Robert Lowell 1917 (Boston) – 1977 (New York City)



Only teaching on Tuesdays, book-worming
in pajamas fresh from the washer each morning,
I hog a whole house on Boston's
"hardly passionate Marlborough Street,"
where even the man
scavenging filth in the back alley trash cans,
has two children, a beach wagon, a helpmate,
and is "a young Republican."
I have a nine months' daughter,
young enough to be my granddaughter.
Like the sun she rises in her flame-flamingo infants' wear.

These are the tranquilized Fifties,
and I am forty.

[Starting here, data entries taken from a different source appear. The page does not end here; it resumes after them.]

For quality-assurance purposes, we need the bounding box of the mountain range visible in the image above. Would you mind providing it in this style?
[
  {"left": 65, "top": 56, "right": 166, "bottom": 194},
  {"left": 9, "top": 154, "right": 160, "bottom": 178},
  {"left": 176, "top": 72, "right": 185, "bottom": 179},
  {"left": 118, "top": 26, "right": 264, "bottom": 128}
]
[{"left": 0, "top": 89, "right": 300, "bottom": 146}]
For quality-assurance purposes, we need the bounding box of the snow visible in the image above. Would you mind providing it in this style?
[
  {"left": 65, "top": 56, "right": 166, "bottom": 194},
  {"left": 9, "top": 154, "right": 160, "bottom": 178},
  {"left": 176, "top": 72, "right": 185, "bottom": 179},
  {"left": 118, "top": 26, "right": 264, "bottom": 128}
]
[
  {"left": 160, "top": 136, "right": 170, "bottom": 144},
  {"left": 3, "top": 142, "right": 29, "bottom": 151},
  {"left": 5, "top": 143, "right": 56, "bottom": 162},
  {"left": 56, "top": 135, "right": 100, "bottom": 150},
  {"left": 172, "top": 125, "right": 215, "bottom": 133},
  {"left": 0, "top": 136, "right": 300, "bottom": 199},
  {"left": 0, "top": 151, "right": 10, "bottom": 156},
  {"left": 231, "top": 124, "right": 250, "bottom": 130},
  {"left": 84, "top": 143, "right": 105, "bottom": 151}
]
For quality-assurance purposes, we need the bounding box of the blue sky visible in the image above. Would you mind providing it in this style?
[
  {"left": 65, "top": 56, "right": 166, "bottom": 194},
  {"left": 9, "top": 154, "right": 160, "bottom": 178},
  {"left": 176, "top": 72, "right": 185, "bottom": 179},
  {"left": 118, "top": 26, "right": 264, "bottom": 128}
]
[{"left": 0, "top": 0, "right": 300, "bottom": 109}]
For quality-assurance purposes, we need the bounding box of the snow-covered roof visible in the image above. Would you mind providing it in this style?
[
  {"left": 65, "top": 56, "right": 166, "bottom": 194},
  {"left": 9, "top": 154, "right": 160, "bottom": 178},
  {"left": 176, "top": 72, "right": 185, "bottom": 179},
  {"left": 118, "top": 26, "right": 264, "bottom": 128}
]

Ought I to regret my seedtime?
I was a fire-breathing Catholic C.O.,
and made my manic statement,
telling off the state and president, and then
sat waiting sentence in the bull pen
beside a negro boy with curlicues
of marijuana in his hair.

Given a year,
I walked on the roof of the West Street Jail, a short
enclosure like my school soccer court,
and saw the Hudson River once a day
through sooty clothesline entanglements
and bleaching khaki tenements.
Strolling, I yammered metaphysics with Abramowitz,
a jaundice-yellow ("it's really tan")
and fly-weight pacifist,
so vegetarian,
he wore rope shoes and preferred fallen fruit.
He tried to convert Bioff and Brown,
the Hollywood pimps, to his diet.
Hairy, muscular, suburban,
wearing chocolate double-breasted suits,
they blew their tops and beat him black and blue.

I was so out of things, I'd never heard
of the Jehovah's Witnesses.
"Are you a C.O.?" I asked a fellow jailbird.
"No," he answered, "I'm a J.W."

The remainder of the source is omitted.